Éthiopie

Le grand-père Hadush Teferi Gebrihet, 80 ans, et son petit-fils Gebretsadikan Weldu, 17 ans, habitent le village d’Adiharena dans l’est du Tigray.

Le grand-père Hadush Teferi Gebrihet, 80 ans, et son petit-fils Gebretsadikan Weldu, 17 ans, habitent le village d’Adiharena dans l’est du Tigray.

Gebretsadikan rêve d’un travail au Qatar. Son grand-père était aussi parti très loin, mais il s’agissait alors d’une question de survie. Hadush explique pourquoi il y avait autrefois plus d’eau et de terres fertiles, et cependant plus de famine – et pourquoi il regrette quand même l’ancien temps.

Gebretsadikan Weldu, 17 ans, vient de terminer la classe de 10e. Il travaille maintenant comme surveillant de nuit dans les collines, où se trouvent les dizaines de ruches du village. Mais il est impatient de commencer bientôt un apprentissage de mécanicien automobile. «J’irai ensuite quelques années au Qatar! Des parents à nous y gagnent bien leur vie. La famille va rassembler de l’argent pour le voyage.» 

Son grand-père est aussi parti très loin autrefois – mais c’était une question de survie. «Pour que notre bétail ne meure pas à cause du manque de sel à la saison des pluies, nous devions aller à pied dans le désert de Danakil avec des animaux de trait pour chercher du sel», raconte Hadush Teferi Gebrihet, 80 ans. La région en cuvette à la frontière de l’Erythrée est réputée être l’une des plus dangereuses et inhospitalières du monde. «C’était très dangereux. On pouvait y mourir de soif ou être tués par des tribus hostiles.»

Il analyse avec perspicacité la situation d’avant et actuelle. «Mon village était verdoyant. Il y avait des prés et des forêts, beaucoup plus de sources et de grands troupeaux– et pourtant la faim régnait souvent durant les années de sécheresse. Pourquoi? Car on ne savait pas comment gérer les ressources, entreposer les récoltes, collecter l’eau. C’est différent aujourd’hui. Cette année a été la plus sèche que j’ai connue, mais nous n’avons pas souffert de la faim et notre bétail a survécu. Car nous avons appris, et le gouvernement local de même, ce qu’il faut faire.»

Son petit-fils ne connaît pas la faim. Il mange même parfois dans un modeste restaurant local. C’était impensable autrefois et pas seulement à cause de l’argent comme l’explique le grand-père: «Celui qui faisait cela avait mauvaise réputation et ne trouvait pas de conjoint.»

La famille de Gebretsadikan vit toujours dans une construction traditionnelle en pierres naturelles. Ce qui a radicalement changé à Adiharena, c’est que chaque maison a l’électricité, une route passe près du village et des bus circulent. Les gens sont reliés au monde par les médias. «Nous apprenions les nouvelles par les voisins, les proches et à l’église», dit le grand-père. Son petit-fils écoute la radio et regarde les matches de football du FC Chelsea à la télévision.
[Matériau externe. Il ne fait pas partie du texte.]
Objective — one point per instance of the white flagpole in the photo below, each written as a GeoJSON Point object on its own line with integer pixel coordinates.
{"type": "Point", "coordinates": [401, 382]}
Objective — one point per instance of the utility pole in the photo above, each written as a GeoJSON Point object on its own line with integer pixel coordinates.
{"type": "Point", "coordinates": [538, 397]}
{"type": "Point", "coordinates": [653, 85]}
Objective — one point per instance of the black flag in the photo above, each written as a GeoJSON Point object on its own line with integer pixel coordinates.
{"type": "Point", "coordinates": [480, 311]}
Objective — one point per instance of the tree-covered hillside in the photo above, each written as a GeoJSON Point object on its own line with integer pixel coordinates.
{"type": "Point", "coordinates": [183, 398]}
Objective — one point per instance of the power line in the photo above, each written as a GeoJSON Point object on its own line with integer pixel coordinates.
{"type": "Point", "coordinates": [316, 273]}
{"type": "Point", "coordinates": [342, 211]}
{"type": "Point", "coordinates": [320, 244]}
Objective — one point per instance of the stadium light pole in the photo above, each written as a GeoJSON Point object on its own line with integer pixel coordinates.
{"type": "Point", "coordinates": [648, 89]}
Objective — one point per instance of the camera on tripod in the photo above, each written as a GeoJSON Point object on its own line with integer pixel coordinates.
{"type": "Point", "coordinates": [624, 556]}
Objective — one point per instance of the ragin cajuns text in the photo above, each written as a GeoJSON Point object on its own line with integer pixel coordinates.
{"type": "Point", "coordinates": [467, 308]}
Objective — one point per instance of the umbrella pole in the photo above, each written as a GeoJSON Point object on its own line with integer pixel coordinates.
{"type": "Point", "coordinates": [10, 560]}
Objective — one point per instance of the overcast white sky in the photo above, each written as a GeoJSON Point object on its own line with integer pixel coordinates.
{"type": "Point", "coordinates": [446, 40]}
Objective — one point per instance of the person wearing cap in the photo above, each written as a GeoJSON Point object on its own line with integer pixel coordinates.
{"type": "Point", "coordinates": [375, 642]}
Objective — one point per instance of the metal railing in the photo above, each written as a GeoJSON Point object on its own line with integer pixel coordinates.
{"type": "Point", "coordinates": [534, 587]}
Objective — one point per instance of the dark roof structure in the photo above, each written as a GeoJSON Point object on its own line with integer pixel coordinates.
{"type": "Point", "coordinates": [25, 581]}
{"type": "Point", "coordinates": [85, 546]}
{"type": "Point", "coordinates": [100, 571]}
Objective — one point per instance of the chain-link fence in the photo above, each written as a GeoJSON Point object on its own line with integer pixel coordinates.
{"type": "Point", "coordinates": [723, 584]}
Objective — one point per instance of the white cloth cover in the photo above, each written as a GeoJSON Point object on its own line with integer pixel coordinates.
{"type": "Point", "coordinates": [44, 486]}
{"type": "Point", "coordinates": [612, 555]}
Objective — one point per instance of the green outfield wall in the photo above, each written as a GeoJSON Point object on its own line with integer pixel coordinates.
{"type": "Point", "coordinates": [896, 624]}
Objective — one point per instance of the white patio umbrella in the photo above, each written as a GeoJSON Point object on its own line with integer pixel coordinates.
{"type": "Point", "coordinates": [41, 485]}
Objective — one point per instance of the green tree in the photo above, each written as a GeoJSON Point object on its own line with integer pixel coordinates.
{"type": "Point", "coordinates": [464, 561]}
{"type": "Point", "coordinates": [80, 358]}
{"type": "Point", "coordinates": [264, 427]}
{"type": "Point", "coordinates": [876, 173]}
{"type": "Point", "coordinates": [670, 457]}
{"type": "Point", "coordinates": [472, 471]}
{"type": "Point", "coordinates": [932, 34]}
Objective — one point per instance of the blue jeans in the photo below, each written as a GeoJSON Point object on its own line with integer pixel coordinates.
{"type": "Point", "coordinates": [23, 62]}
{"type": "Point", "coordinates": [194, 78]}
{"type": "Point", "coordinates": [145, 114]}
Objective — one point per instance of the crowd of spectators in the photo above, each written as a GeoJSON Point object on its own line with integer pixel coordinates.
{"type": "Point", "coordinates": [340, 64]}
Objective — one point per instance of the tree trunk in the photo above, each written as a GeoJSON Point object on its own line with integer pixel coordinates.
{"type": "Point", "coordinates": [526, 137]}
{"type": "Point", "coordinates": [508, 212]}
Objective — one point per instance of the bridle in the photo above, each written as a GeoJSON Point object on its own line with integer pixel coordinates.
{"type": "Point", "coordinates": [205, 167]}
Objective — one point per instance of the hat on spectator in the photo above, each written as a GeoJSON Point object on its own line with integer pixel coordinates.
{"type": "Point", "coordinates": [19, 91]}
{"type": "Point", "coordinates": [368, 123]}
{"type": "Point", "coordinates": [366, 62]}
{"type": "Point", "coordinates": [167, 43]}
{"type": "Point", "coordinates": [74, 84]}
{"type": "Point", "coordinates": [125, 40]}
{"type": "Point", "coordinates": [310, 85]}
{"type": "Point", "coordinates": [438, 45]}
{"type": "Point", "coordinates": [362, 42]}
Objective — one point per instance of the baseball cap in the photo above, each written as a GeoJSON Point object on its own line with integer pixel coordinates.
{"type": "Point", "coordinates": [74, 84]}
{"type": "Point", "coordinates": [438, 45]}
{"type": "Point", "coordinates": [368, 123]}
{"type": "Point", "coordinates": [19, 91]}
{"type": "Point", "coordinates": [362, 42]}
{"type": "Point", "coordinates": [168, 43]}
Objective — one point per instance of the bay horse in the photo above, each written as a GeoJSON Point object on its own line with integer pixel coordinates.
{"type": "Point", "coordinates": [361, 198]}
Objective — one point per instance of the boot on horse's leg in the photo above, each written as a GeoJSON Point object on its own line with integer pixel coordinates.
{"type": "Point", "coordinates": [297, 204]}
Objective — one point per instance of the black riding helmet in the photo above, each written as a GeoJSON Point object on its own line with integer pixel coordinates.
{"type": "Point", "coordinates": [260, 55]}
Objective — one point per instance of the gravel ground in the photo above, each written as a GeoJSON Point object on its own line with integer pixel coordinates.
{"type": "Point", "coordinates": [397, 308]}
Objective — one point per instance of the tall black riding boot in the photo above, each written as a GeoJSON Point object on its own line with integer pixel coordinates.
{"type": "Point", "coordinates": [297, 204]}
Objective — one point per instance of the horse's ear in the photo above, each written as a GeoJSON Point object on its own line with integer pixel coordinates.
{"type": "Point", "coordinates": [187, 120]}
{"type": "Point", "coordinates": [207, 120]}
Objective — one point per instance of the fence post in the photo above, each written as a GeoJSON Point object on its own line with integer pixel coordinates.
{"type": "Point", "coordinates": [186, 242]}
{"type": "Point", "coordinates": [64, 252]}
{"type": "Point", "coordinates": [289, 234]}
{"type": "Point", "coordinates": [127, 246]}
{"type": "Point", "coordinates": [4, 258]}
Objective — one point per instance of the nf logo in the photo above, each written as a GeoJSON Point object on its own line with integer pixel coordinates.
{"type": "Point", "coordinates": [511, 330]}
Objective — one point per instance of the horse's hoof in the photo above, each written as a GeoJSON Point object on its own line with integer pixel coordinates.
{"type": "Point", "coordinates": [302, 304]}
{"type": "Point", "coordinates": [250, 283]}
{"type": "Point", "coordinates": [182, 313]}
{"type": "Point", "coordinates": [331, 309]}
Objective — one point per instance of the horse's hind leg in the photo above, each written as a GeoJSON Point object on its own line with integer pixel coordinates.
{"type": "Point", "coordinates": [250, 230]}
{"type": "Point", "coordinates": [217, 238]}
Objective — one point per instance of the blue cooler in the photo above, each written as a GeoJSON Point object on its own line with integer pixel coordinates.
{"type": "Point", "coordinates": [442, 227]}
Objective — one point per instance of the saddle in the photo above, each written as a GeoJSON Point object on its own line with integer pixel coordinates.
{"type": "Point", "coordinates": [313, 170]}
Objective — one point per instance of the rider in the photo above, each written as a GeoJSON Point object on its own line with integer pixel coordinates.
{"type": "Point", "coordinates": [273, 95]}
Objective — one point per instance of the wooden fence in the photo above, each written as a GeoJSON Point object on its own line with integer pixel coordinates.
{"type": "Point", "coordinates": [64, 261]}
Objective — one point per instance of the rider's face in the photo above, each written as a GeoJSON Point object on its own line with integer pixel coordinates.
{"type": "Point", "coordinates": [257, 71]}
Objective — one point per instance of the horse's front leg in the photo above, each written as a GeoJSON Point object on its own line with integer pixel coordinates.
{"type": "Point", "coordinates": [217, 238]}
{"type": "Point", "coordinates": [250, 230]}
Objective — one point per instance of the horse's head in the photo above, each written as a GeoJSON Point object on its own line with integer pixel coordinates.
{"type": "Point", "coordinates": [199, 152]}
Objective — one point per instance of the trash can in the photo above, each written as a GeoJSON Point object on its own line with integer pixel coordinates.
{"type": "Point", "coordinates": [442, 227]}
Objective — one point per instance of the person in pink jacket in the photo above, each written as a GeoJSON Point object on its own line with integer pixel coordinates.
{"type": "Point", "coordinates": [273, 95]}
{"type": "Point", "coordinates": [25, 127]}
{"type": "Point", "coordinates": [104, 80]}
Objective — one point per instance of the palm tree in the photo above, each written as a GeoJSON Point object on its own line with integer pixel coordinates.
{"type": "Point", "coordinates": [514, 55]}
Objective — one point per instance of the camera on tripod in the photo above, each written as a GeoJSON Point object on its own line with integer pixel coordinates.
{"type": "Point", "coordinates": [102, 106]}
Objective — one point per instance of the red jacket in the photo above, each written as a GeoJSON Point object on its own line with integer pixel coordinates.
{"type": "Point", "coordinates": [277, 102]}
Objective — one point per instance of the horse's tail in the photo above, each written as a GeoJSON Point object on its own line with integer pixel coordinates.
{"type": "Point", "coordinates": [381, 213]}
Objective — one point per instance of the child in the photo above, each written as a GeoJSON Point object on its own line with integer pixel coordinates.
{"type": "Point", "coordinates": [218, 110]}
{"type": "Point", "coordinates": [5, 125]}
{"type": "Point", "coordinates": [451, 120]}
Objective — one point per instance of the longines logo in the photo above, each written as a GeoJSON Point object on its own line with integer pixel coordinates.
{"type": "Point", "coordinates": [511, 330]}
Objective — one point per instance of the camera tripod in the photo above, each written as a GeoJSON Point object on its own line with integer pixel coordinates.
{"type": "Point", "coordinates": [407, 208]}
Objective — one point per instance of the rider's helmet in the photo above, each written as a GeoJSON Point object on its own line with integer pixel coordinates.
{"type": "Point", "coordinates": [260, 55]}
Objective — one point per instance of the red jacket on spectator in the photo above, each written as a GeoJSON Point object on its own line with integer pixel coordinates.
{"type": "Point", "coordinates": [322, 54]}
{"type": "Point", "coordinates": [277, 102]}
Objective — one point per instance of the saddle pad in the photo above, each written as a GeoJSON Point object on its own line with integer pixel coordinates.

Il a un téléphone portable dans sa poche. 

Aider à la ferme familiale, qui est de taille moyenne avec 1,5 hectare et six vaches, a toujours été normal pour Gebretsadikan. De même, aller à l’école était évident pour lui et ses frères et soeurs. Dans la fratrie de son grand-père, seul un de ses frères a été orienté vers une formation, cela dans le milieu sacerdotal. Gebretsadikan a appris de son grand-père que les maladies comme la rougeole et la varicelle étaient ce qu’il y avait de pire autrefois. Beaucoup ont perdu leurs enfants. Hadesh acquiesce: «Nous étions impuissants. La médecine manquait.  Donc on ne pouvait guère planifier pour l’avenir.» Aujourd’hui, les services de l’hygiène contrôlent la qualité de l’eau des puits du village et la famille a ses propres latrines. 

Pourtant, le grand-père pense au passé avec nostalgie aussi. «C’était un monde plein de bonté, on aimait tendrement ses proches. Ils nous rendaient visite, on leur lavait les pied et ils nous bénissaient.» Les jeunes d’aujourd’hui ont surtout le business en tête. Son petit-fils n’est pas attaché aux traditions, cela se voit à ses vêtements et à sa coiffure. Mais son grand-père déclare quand même avec satisfaction: «Il peut bien mieux profiter de sa vie que nous autrefois.»